Bloomberg publicó un artículo que destaca la necesidad de invertir en transporte público para que su desarrollo tecnológico impacte de manera positiva en la vida diaria de los ciudadanos.

En el caso de Estados Unidos, los columnistas Tffany Chu y Daniel Ramot piden al gobierno de Biden asignar recursos para este sector, como manera de incluso abordar desafíos como el cambio climático y la desigualdad.

La tecnología ha crecido mucho, por ejemplo, en el comercio electrónico y de pedidos a domicilio. Sin embargo, aún es común, hasta en países de “primer mundo” que los usuarios que esperan por que llegue un autobús en una estación no sepan cuánto tardará en arribar. Si bien no es el 100% de los casos, es innecesario que aún hayan tantos servicios con tan poco desarrollo tecnológico.
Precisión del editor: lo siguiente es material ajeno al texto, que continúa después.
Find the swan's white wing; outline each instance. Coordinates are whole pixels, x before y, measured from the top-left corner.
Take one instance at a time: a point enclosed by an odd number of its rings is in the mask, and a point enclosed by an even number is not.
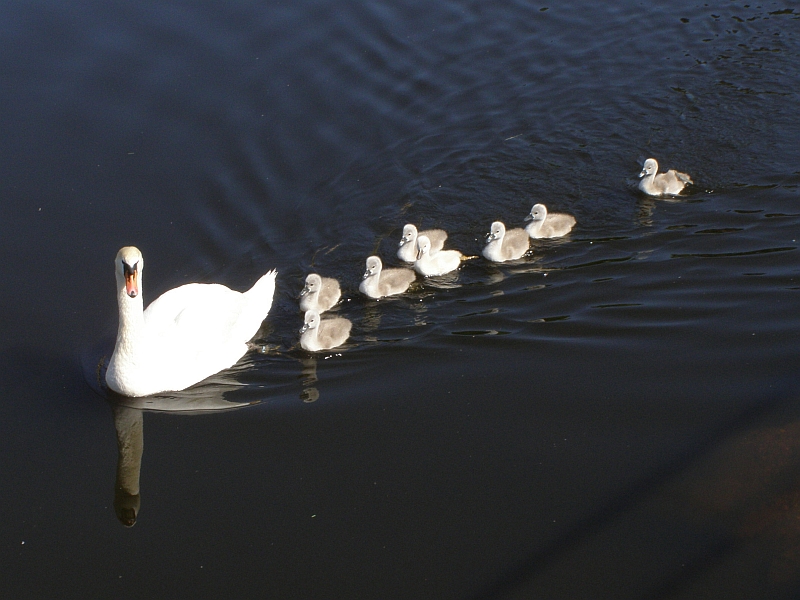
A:
[[[153,301],[144,311],[145,328],[148,336],[215,338],[231,330],[243,305],[242,294],[224,285],[190,283]]]

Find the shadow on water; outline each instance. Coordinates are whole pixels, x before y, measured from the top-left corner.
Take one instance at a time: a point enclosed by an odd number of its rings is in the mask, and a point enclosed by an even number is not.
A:
[[[772,394],[709,432],[696,446],[632,482],[604,507],[574,523],[474,598],[579,597],[593,576],[596,583],[623,569],[652,569],[647,561],[654,556],[640,555],[646,540],[641,540],[641,545],[628,539],[630,545],[608,546],[607,538],[618,535],[624,521],[638,520],[646,523],[638,535],[648,536],[647,526],[653,536],[671,526],[677,537],[686,535],[678,531],[688,526],[693,530],[689,535],[704,538],[704,544],[692,558],[682,556],[679,569],[661,569],[641,595],[626,597],[672,598],[693,591],[698,595],[689,597],[699,597],[709,582],[717,580],[721,580],[720,593],[730,586],[731,594],[736,595],[740,585],[737,569],[750,568],[754,562],[765,565],[773,593],[793,594],[800,586],[797,397],[796,389]],[[789,414],[792,417],[787,422]],[[586,554],[593,552],[597,553],[594,565],[586,570]],[[668,555],[669,549],[662,552]],[[568,573],[581,569],[584,572],[573,584],[573,596],[565,581]],[[653,584],[659,579],[660,583]]]

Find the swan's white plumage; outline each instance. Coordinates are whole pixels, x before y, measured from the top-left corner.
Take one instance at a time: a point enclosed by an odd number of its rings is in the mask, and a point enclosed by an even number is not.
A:
[[[464,255],[458,250],[439,250],[436,254],[431,254],[431,241],[427,236],[421,235],[417,238],[417,260],[414,263],[414,270],[420,275],[433,277],[445,275],[455,271]]]
[[[534,204],[525,220],[531,221],[525,231],[532,238],[561,237],[575,226],[575,217],[564,213],[548,213],[544,204]]]
[[[680,173],[675,169],[659,173],[658,161],[655,158],[644,161],[639,177],[642,178],[639,189],[650,196],[677,195],[687,184],[694,183],[686,173]]]
[[[444,229],[426,229],[417,231],[417,227],[407,223],[403,227],[403,237],[400,238],[400,247],[397,249],[397,258],[406,262],[417,260],[417,238],[424,235],[431,241],[431,254],[436,254],[444,247],[447,232]]]
[[[483,249],[483,256],[494,262],[516,260],[530,248],[531,240],[524,229],[506,229],[502,221],[492,223],[489,243]]]
[[[274,270],[244,293],[190,283],[143,310],[141,252],[122,248],[115,264],[119,329],[106,383],[125,396],[183,390],[233,366],[272,307]]]

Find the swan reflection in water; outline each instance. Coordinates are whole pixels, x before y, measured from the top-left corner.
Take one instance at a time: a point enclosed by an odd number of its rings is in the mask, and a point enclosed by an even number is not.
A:
[[[202,390],[202,391],[201,391]],[[193,393],[194,392],[194,393]],[[114,512],[125,527],[133,527],[139,516],[141,494],[139,479],[144,451],[144,411],[199,414],[227,411],[258,404],[229,402],[222,393],[211,393],[207,387],[181,392],[170,397],[126,398],[109,394],[108,401],[117,430],[117,480],[114,484]]]
[[[114,512],[125,527],[133,527],[139,514],[139,474],[142,469],[144,442],[143,415],[136,408],[116,405],[114,428],[117,430],[117,481],[114,484]]]

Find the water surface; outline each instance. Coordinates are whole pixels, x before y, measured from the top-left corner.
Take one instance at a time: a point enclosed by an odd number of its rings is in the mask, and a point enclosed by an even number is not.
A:
[[[792,597],[796,13],[6,3],[0,589]],[[642,196],[650,156],[696,185]],[[573,233],[358,295],[406,222],[478,255],[535,202]],[[128,244],[145,301],[277,268],[265,351],[110,404]],[[354,323],[317,356],[311,270]]]

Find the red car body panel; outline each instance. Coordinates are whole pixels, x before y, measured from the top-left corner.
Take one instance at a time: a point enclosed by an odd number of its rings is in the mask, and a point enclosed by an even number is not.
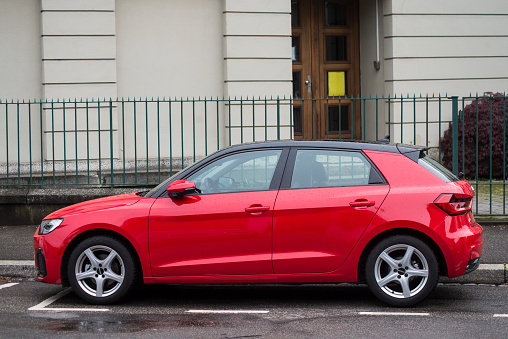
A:
[[[388,185],[281,190],[273,218],[274,272],[335,271],[369,225],[388,190]],[[365,206],[350,206],[362,201]]]
[[[277,191],[157,199],[150,212],[156,277],[271,274],[272,215]],[[263,212],[246,212],[266,206]]]
[[[471,212],[450,216],[433,202],[442,193],[472,197],[474,191],[471,185],[465,180],[443,182],[402,154],[365,153],[390,183],[390,194],[360,240],[359,248],[363,248],[365,241],[388,229],[411,228],[426,234],[439,246],[450,278],[464,274],[472,249],[483,244],[482,229]]]
[[[62,256],[69,243],[78,235],[91,230],[108,230],[124,237],[136,250],[144,276],[151,276],[148,255],[148,213],[154,199],[135,193],[85,201],[48,215],[46,219],[64,217],[51,237],[34,235],[34,248],[46,256],[46,282],[61,283]]]
[[[450,216],[434,201],[442,193],[472,197],[469,183],[444,182],[399,153],[363,152],[388,184],[179,199],[125,194],[63,208],[45,218],[63,218],[60,226],[34,236],[47,266],[38,279],[61,283],[69,244],[97,230],[132,245],[145,282],[356,282],[366,246],[393,230],[424,234],[448,276],[464,274],[483,252],[482,228],[471,212]]]

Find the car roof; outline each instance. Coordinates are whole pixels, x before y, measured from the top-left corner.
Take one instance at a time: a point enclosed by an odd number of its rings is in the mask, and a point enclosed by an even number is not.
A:
[[[369,150],[389,153],[409,153],[424,151],[425,148],[415,145],[387,144],[379,141],[362,140],[275,140],[244,143],[224,148],[221,151],[247,150],[252,148],[277,148],[277,147],[319,147],[319,148],[341,148],[351,150]],[[222,152],[221,152],[222,153]]]

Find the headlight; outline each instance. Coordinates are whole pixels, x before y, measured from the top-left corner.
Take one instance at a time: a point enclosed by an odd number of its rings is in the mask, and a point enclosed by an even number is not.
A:
[[[48,234],[52,232],[55,228],[60,226],[63,219],[48,219],[43,220],[41,222],[41,227],[39,227],[39,234]]]

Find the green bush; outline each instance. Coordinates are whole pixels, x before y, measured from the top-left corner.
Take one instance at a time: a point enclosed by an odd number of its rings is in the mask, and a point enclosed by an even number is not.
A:
[[[508,126],[506,126],[506,110],[508,98],[501,93],[486,93],[485,96],[473,100],[464,108],[464,115],[459,120],[459,171],[466,178],[476,177],[476,165],[478,163],[478,177],[489,178],[492,169],[492,177],[502,179],[503,165],[508,163],[504,149],[508,150]],[[477,116],[478,115],[478,116]],[[492,147],[491,147],[492,131]],[[452,169],[452,123],[445,131],[441,139],[443,165]],[[478,139],[478,159],[476,158],[476,140]],[[506,146],[504,146],[506,145]],[[492,167],[491,163],[492,152]],[[464,163],[462,157],[464,153]],[[504,160],[504,163],[503,163]]]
“Somos fundadores de empresas de tecnología de tránsito cuyo software impulsa los sistemas de transporte público en cientos de ciudades de todo el mundo. Sabemos que la tecnología para mejorar significativamente la movilidad, promover la equidad y las oportunidades económicas, y reducir las emisiones de gases de efecto invernadero, está disponible en la actualidad. Pero Estados Unidos carece de políticas y mecanismos de financiación para alentar y permitir que las ciudades accedan a estas innovaciones a gran escala. El presidente Joe Biden ha identificado cuatro desafíos urgentes que enfrenta Estados Unidos: la pandemia, la economía, el cambio climático y la equidad racial. El transporte es fundamental para abordar cada uno de estos desafíos. Para hacerlo, el gobierno federal debe repensar radicalmente su enfoque”, escriben los autores.

Continúan el argumento señalando que la ineficiencia del transporte público, en este sentido, estimula la adquisición de vehículos que aumentan la cantidad de emisiones.

Un sistema de transporte público asequible, conveniente y respetuoso con el medio ambiente es una solución para abordar el cambio climático.

Los autores presentaron tres formas para solucionar  esta situación, la cual tendría un importante impacto social como ambiental:

  1. Crear políticas y fondos dedicados para impulsar la innovación.

“Si bien es innegable que necesitamos invertir en la mejora de nuestras carreteras y puentes, es igualmente importante que creemos nuevos mecanismos de financiamiento para respaldar la inversión en infraestructura digital y de datos”.

2. Vincular el financiamiento a los resultados.

“Durante demasiado tiempo, las comunidades de los Estados Unidos Han visto aumentar los costos de transporte mientras que la calidad y el alcance del servicio disminuyeron. En la actualidad, la asignación del gobierno federal de fondos automáticos o de ‘fórmula’ a las agencias de tránsito recompensa la cantidad de millas que viaja un autobús, en lugar de lo bien que satisfacen las necesidades de la comunidad”.

3.  Financiar las operaciones de tránsito, no solo el equipo.

“El Congreso ha financiado el transporte desde hace mucho tiempo con una división de “80-20”, dominado por el gasto en proyectos de capital de carreteras e infraestructura de alto costo. Dentro del 20% que recibe el tránsito, las reglas que rigen cómo se puede aplicar este financiamiento alientan a las ciudades a comprar autobuses grandes y costosos, lo que deja una brecha significativa en lo que respecta al dinero necesario para operar sus servicios. Si las autoridades estatales y locales pudieran asignar ese mismo grupo de fondos de manera más flexible, con un menor énfasis en los gastos de capital, se podrían destinar más dólares federales a programas que puedan servir mejor a nuestras comunidades”.